Results Environmental visual information analysis methods: Panoramic imaging has been shown to offer significant advantages in environmental visual information analysis, enabling comprehensive capture of 360° three-dimensional environmental data centered around the human viewpoint. This method provides a more accurate and reliable representation of the “viewpoint – environment” relationship, overcoming limitations such as shooting angle and lens distortion. Current research primarily focuses on static visual information, such as greenery visibility and sky visibility, using street view data or panoramic images. The primary research trends include improving the accuracy of visual element recognition and enhancing the ability to recognize specific scene elements. While pedestrian trajectory tracking and space syntax-based visual fields are well-developed in dynamic visual information, there is still a gap in the quantification and visualization of motion-induced visual cues, such as optical flow and motion parallax. Motion perception simulation technology: Studies indicate a clear difference in the motion perception results between sequences of images and films. Sequential images fail to effectively convey dynamic visual cues, making them inadequate for simulating motion perception. VR environments, combined with omnidirectional treadmills and handheld controllers, provide more accurate motion simulation by allowing users to simulate physical movements and choose walking paths freely and replicating real-world tour behaviors. Subjective perception quantification methods: Wearable sensors, capable of forming millisecond-level physiological responses to environmental stimuli, have become an effective tool in evaluating subjective environmental experience. However, the challenge remains in using physiological data to precisely identify emotions and understand the dynamic process of perception. Adding sequential descriptive sensors to traditional measurement methods can enhance the accuracy of subjective perception evaluation. Despite the promising applications of machine learning in subjective perception research, challenges such as data annotation difficulties, context dependence, and privacy concerns still persist.
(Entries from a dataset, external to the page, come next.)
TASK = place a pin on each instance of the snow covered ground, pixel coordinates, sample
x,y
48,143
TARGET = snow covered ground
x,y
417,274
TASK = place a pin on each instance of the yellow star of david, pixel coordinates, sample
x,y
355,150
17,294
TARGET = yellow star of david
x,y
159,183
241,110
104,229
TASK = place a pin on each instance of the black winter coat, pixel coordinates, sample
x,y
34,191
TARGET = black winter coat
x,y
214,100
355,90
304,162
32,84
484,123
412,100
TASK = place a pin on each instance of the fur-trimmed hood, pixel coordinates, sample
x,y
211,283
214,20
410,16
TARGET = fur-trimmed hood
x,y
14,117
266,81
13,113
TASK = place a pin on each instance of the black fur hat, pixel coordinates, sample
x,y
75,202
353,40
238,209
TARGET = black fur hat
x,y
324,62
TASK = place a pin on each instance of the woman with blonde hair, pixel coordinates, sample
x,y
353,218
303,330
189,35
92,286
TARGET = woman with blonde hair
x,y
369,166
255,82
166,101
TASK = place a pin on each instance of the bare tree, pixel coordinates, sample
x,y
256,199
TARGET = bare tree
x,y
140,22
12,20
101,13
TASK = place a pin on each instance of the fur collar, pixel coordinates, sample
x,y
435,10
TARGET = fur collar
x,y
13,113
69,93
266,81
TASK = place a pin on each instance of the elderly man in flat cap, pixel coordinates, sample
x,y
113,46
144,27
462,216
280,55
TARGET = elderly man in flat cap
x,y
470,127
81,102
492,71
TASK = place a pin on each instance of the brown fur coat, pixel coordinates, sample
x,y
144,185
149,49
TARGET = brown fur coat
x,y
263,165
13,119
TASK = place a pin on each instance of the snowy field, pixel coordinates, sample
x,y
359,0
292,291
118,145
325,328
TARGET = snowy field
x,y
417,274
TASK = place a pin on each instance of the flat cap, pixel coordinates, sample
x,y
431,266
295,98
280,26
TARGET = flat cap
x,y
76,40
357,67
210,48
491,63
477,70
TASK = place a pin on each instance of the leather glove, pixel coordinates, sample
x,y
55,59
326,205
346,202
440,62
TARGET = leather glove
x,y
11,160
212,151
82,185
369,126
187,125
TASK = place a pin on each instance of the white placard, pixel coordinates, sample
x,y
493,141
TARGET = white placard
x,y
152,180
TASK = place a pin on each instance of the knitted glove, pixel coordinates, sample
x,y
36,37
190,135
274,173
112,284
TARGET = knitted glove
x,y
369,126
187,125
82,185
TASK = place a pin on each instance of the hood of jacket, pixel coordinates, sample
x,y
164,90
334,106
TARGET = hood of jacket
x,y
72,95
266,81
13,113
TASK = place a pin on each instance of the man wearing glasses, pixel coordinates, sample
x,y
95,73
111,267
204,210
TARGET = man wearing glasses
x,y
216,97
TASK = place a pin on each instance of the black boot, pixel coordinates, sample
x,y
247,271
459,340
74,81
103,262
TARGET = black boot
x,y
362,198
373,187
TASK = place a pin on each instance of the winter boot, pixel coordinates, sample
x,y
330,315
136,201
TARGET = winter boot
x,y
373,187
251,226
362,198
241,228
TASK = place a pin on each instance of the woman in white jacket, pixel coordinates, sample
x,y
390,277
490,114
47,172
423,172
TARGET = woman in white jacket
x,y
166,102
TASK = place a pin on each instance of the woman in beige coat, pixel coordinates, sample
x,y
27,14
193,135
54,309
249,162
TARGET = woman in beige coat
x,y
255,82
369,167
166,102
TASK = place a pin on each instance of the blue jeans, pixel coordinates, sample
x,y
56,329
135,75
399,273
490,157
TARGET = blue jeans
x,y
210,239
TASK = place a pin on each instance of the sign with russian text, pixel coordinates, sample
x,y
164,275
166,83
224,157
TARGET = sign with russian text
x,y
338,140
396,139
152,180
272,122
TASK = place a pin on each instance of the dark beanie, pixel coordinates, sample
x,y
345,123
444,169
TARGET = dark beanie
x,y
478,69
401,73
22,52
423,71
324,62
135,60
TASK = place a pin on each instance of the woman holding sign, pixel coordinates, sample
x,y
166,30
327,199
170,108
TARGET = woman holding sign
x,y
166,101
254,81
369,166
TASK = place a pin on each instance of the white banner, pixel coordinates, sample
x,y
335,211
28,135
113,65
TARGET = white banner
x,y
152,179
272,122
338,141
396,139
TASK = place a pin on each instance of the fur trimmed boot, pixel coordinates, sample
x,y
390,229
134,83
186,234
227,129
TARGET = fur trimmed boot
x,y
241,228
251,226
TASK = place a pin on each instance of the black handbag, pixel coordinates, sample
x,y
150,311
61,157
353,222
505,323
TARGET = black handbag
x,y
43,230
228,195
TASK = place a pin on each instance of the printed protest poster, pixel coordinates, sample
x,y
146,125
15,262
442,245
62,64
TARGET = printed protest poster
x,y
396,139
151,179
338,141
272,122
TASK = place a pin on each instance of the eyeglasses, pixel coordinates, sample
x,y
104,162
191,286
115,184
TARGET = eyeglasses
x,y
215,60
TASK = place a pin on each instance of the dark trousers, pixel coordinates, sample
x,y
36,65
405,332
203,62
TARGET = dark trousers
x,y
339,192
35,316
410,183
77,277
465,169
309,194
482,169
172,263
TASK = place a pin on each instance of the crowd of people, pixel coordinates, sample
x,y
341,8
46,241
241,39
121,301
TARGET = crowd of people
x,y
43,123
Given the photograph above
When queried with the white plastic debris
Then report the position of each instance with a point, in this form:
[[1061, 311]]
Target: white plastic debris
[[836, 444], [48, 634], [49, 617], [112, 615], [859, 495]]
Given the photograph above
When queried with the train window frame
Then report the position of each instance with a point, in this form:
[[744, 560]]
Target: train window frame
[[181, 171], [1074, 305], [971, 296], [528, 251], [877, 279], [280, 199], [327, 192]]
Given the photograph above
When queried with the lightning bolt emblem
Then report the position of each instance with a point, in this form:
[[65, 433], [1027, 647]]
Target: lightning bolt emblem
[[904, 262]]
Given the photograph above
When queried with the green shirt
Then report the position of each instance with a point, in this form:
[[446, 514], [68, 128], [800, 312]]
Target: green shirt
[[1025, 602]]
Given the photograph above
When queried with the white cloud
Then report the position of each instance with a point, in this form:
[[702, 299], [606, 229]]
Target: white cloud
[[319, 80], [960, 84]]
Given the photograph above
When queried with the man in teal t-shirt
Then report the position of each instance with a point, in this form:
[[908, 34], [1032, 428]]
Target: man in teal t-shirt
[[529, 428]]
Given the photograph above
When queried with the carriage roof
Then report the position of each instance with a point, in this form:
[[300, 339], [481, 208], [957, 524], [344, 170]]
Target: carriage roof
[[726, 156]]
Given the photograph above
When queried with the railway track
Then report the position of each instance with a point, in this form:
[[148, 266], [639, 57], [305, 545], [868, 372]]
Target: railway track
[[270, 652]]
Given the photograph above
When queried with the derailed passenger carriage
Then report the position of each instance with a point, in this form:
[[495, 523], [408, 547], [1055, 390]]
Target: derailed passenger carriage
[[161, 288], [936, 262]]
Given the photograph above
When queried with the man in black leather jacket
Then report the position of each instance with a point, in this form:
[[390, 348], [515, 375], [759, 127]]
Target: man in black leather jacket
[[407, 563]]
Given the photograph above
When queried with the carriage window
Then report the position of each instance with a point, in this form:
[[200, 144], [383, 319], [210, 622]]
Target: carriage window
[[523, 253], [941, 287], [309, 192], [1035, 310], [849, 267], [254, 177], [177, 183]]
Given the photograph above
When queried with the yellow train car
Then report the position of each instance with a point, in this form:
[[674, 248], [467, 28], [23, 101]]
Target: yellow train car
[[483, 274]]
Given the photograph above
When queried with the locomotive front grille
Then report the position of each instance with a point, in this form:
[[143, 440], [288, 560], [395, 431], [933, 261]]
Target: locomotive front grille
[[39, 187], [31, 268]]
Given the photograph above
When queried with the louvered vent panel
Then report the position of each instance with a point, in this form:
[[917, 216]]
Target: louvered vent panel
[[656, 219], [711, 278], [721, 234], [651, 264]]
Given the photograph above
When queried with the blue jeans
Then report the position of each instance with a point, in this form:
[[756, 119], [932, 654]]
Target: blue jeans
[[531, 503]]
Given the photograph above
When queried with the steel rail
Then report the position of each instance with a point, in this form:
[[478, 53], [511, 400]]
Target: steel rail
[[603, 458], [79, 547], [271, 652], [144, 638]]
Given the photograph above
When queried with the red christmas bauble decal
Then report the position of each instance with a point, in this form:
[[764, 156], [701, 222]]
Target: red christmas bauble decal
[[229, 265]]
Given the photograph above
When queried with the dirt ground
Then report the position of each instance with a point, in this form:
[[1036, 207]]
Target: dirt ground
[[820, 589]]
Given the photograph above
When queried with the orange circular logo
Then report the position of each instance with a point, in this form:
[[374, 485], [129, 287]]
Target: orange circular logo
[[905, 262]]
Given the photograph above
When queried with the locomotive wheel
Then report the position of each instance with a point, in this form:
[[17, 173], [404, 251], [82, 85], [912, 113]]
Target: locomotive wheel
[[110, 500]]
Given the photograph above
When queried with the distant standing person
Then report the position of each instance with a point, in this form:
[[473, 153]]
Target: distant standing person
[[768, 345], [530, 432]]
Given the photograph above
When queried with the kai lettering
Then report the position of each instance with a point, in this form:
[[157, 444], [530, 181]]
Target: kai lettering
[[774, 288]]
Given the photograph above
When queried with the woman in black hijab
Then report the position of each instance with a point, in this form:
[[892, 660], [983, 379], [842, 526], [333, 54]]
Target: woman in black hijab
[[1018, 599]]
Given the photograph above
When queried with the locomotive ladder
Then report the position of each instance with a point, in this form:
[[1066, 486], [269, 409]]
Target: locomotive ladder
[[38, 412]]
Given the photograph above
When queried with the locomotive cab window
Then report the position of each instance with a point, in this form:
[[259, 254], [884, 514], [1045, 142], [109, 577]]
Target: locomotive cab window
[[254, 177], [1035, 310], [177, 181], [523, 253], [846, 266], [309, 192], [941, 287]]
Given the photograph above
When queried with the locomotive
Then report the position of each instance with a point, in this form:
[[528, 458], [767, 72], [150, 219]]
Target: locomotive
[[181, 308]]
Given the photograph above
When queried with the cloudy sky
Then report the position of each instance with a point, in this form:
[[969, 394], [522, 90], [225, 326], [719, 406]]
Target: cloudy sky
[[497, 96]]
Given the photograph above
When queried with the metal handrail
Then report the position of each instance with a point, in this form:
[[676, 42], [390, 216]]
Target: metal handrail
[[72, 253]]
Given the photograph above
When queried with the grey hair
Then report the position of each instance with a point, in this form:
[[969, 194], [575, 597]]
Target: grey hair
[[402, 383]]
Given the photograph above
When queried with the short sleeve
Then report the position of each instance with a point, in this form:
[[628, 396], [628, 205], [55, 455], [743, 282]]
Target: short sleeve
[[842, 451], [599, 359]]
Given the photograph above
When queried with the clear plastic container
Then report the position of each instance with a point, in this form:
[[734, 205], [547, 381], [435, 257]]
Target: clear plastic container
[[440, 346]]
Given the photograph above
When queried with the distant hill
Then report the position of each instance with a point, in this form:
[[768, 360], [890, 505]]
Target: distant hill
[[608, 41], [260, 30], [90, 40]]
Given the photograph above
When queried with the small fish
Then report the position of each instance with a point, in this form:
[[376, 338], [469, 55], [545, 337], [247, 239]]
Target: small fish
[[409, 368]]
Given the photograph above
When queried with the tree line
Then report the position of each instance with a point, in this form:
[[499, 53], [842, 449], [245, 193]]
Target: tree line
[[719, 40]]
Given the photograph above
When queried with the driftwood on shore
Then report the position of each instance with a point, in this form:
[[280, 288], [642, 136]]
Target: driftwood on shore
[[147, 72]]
Conclusion The research demonstrates the advantages of using panoramic images in capturing comprehensive visual information in both static and dynamic environments, offering a more accurate representation of spatial relationships and overcoming traditional limitations. However, there is a need for further development in the quantification and visualization of dynamic visual cues, such as motion parallax and optical flow, as well as in the real-time analysis of dynamic visual information using machine learning. Motion perception simulation methods have highlighted the limitations of traditional sequential images and emphasized the benefits of virtual reality environments for more accurate and immersive experience. Additionally, wearable sensors provide an effective method for quantifying subjective perception, though challenges related to data annotation, context dependence, and privacy must be addressed. Future research directions include improving multimodal fusion techniques, developing personalized perception models, and enhancing the interpretability and transparency of machine learning models, all while ensuring privacy protection.